Seven Days in Solitary [5/8/2016]

Our Weekly Roundup of News and Views on Solitary Confinement

by | May 8, 2016

• The Guardian continued its coverage of solitary confinement, publishing an article penned by Chelsea Manning and a video featuring NYC activist Johnny Perez. Also released was investigation into the use of isolation in Florida – where one in five prisoners with mental illness is held in solitary confinement.

• A Florida man has spent the last 291 days in solitary confinement at the request of state prosecutors, according to an article published in a local outlet. Quentin Mills, who is currently locked up at the Duval County Jail, has never been in a fight or threatened to harm himself or anyone else on the inside.

• The New England Journal of Medicine published a perspective piece on solitary confinement. “The medical community can respond to President Obama’s recent action on solitary confinement by questioning the health-related consequences of isolating more than 400,000 persons in our jails and prisons each year,” write the authors.

• A federal judge ruled that a lawsuit could go forward which challenges the use of solitary confinement for children locked up in Tennessee, although he did not issue an injunction immediately barring the practice. In April, District Judge Todd Campell ordered a 15-year-old boy released from isolation at the Rutherford County Juvenile Detention Center; last week a news station released a video of another child being held in solitary in the county, at the adult jail.

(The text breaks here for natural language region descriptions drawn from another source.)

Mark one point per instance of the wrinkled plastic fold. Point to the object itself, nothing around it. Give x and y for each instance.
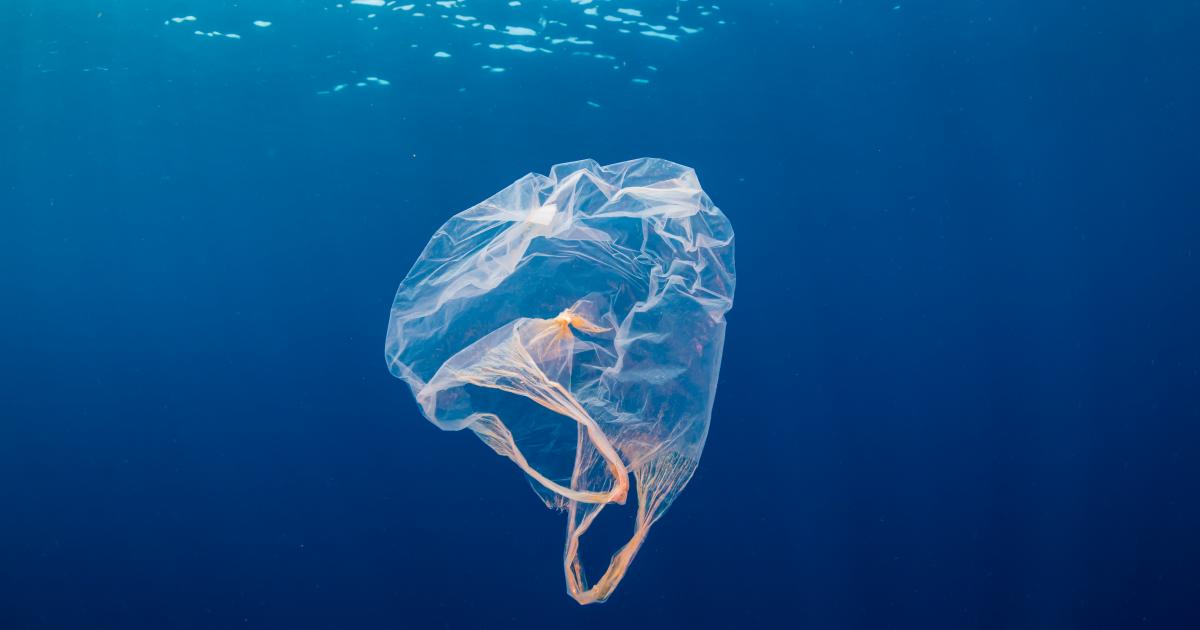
(575, 324)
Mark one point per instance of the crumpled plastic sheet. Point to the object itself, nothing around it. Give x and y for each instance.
(575, 324)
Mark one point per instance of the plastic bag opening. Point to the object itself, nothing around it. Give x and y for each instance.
(575, 324)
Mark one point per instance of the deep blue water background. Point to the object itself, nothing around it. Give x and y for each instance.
(961, 383)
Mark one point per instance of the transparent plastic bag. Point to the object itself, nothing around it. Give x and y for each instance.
(575, 324)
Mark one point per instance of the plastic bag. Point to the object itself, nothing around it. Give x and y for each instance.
(575, 324)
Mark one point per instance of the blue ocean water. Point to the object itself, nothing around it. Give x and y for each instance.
(960, 384)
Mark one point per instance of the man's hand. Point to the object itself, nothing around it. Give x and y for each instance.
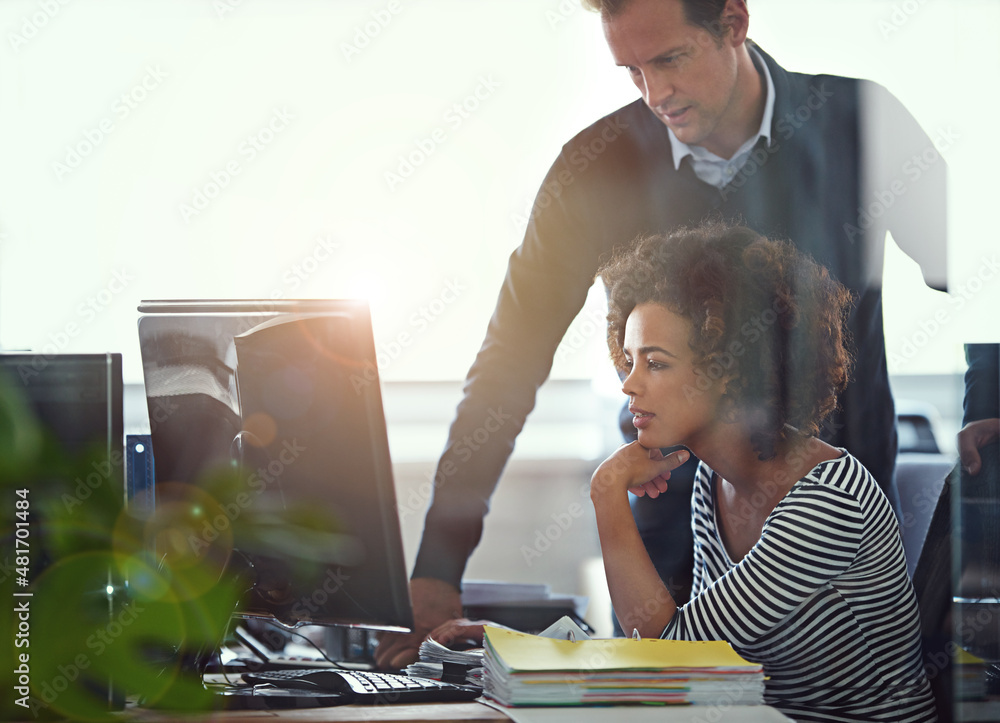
(461, 633)
(435, 602)
(972, 438)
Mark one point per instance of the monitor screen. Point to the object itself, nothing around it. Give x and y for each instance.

• The Los Angeles County Board of Supervisors voted to strictly limit to use of solitary confinement in its 16 juvenile facilities. Under the new rules, isolation will only be used “as a temporary response to behavior that poses a serious and immediate risk of physical harm to any person.”

• The director of Rhode Island’s Department of Corrections has come out in opposition of legislation – recently introduced into the state legislature – that would sharply limit the use of solitary confinement in the state’s prisons. “I don’t want to see our staff in a position where they can’t take the steps that are necessary because the limitations are enshrined in a statute,” said director A.T. Wall. Meanwhile, the Providence Journal published an editorial in support of the legislation.

• A federal judge has ruled that a lawsuit can proceed against the FBI, after a cooperating witness alleged that “federal agents had him arrested on a bogus murder-for-hire charge and ‘engineered’ his placement in solitary confinement for 15 months.” Joseph Barone said that his FBI handler “threatened to prosecute him for activities the FBI normally allowed as part of his cover unless he participated in a ‘high risk’ scheme to identify organized crime figures by using monitored phone calls.”